When your eyes dart from the keyboard to the computer screen, then out the window, your brain must recompose the picture for each shift. In two papers in today's issue of Nature, separate groups report that in the fraction of a second before the eyes flick, your brain distorts the positions of objects. A more complete understanding of this distortion could someday help engineers design instrument panels for cars and airplanes that are easier on the eye.

Vision researchers have long known that during the tenth of a second before an eye movement, the brain's perception of the position of a single point of light starts to shift in the direction the eyes are about to move. John Ross of the University of Western Australia in Nedlands and David Burr of the Università di Roma in Italy put eight different people in front of a computer screen surrounded by white cardboard to block out external stimuli. Each subject stared at a dot on the screen and was told to shift focus to another dot that appeared 20 degrees to the right. The researchers found that if they briefly flashed a green bar between the two dots during the tenth of a second before the eyes moved, the subject would perceive the flashed bar to the right of its actual location. The closer they put the flash to the new point of focus, the more distorted the perceived location. "There's a lot of evidence now that very little is kept accurately" during the transition, Burr says.

The other research group, led by John Schlag of the University of California, Los Angeles, also saw a shift and a compression of the visual field, but with a slight difference: In Schlag's experiments, objects appeared to move only in the direction of the glance, whereas Burr saw shifting in both directions, but always toward the target. Schlag suggests that a difference in the experimental setup--his subjects saw their stimuli against a completely dark background--could explain the variation in results. He thinks the lighted background in Burr's experiment could give the subject more frames of reference, which in turn changes the way the brain responds to the shift in focus.

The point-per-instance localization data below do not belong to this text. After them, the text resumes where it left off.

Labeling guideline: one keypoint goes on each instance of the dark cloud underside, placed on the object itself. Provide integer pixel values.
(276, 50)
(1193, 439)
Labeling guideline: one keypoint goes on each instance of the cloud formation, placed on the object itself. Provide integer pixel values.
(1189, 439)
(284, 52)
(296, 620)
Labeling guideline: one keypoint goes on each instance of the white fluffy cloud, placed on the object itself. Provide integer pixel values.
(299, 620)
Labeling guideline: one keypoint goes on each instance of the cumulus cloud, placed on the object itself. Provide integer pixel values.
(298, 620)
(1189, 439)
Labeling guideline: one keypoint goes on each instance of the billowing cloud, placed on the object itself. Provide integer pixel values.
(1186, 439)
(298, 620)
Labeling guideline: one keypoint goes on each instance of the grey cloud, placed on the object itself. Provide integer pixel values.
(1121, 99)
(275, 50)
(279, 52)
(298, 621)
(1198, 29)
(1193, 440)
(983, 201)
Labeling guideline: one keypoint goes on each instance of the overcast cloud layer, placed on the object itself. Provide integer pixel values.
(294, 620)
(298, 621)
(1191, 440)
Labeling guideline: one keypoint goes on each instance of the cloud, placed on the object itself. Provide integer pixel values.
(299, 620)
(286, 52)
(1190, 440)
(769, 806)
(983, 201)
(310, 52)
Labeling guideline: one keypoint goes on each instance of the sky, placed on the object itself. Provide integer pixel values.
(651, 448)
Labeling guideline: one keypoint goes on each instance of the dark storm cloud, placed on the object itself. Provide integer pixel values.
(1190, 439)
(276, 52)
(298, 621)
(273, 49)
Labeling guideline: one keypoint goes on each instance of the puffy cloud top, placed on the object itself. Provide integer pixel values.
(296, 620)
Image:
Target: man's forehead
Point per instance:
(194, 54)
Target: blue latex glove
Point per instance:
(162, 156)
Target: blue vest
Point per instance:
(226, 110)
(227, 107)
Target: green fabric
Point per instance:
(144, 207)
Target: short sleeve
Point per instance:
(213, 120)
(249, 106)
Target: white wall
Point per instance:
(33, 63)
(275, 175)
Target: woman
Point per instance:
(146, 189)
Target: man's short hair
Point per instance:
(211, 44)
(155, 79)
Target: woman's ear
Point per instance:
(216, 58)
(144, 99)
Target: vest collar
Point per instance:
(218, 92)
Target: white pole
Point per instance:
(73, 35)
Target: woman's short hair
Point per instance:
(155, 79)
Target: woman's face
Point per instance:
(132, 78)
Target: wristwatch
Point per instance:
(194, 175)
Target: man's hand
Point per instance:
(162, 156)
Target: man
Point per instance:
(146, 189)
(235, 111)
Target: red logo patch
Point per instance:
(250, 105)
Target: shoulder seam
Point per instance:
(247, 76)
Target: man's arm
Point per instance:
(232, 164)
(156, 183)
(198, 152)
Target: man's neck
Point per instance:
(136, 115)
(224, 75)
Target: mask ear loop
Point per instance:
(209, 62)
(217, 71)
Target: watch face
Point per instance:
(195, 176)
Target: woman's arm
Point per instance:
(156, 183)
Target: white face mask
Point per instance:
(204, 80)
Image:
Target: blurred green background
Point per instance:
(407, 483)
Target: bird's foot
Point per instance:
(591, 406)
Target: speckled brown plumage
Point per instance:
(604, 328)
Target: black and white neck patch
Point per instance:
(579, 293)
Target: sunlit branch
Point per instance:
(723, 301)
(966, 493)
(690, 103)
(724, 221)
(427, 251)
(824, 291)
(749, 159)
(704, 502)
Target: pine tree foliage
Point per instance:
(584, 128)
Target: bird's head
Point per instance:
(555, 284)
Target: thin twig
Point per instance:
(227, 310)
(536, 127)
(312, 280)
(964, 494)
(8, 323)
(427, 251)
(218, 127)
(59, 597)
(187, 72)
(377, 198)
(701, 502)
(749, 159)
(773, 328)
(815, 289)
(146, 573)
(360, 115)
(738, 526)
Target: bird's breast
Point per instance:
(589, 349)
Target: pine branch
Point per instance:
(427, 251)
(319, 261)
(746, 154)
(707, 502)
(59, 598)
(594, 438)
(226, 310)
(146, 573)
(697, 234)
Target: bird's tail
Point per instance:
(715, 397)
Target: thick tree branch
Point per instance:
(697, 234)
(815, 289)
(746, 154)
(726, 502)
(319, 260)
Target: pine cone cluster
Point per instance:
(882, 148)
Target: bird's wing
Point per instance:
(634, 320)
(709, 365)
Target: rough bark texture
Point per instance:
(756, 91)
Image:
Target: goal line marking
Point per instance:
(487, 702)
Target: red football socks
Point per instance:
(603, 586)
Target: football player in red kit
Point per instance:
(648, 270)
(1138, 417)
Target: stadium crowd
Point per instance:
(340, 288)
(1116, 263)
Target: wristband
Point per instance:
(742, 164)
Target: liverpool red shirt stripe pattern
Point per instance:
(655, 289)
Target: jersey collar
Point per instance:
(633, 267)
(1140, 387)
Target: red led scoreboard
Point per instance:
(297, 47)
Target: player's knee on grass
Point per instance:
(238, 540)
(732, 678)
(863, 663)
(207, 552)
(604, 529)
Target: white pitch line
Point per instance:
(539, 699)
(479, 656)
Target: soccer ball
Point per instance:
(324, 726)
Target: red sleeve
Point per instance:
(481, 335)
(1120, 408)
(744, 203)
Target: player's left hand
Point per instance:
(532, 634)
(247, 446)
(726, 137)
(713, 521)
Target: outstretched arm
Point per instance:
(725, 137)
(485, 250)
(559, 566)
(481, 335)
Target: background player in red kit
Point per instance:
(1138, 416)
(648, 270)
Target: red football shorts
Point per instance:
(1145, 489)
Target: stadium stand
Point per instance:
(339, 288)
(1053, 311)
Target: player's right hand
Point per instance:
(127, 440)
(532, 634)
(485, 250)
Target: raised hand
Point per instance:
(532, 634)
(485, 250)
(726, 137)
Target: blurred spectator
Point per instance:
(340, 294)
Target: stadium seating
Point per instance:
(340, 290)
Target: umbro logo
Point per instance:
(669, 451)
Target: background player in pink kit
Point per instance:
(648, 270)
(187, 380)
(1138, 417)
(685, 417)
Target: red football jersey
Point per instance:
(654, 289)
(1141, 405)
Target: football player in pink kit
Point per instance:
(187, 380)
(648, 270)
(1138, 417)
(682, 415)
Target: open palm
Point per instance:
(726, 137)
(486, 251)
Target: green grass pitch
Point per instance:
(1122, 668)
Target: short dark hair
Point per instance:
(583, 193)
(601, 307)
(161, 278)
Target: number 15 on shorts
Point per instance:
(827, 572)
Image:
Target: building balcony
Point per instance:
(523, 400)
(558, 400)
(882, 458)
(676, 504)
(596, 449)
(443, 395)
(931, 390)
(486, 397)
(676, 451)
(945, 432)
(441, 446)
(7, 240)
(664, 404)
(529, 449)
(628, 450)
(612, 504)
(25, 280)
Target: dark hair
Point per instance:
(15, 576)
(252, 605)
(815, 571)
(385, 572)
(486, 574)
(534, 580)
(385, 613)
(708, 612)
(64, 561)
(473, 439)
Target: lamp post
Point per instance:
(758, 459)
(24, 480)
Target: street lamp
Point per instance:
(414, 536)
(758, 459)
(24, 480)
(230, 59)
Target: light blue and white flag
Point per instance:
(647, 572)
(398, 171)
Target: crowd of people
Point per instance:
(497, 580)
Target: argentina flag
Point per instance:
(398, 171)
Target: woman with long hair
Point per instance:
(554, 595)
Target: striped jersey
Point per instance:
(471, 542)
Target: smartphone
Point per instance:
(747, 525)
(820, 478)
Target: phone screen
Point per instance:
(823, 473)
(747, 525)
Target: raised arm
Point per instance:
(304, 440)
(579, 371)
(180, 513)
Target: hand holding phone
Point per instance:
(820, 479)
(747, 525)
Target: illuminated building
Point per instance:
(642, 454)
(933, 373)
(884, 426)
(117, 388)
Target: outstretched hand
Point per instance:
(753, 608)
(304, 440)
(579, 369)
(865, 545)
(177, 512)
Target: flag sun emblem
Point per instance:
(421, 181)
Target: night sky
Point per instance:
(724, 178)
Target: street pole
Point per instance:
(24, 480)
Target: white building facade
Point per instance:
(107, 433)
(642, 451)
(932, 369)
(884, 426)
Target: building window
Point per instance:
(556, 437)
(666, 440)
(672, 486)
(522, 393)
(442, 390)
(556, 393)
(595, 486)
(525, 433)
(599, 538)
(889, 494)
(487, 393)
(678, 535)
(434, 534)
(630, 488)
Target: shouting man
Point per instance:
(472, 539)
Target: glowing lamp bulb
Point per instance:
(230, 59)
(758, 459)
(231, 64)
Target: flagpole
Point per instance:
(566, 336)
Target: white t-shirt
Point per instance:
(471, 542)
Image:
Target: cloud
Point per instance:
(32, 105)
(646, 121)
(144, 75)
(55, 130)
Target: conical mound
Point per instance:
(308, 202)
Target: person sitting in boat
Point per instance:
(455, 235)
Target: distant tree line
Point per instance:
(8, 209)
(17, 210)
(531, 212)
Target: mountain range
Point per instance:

Christopher Bockisch, a neurologist at the Smith-Kettlewell Eye Institute in San Francisco, says these experiments are a significant advance in understanding how the eye works, and they may suggest better designs for airplane consoles and other environments where people must handle many kinds of visual input simultaneously. He suggests, for instance, that there may be some minimum brightness for a landing light outside a dark cockpit window in order for a pilot to see it in its accurate position.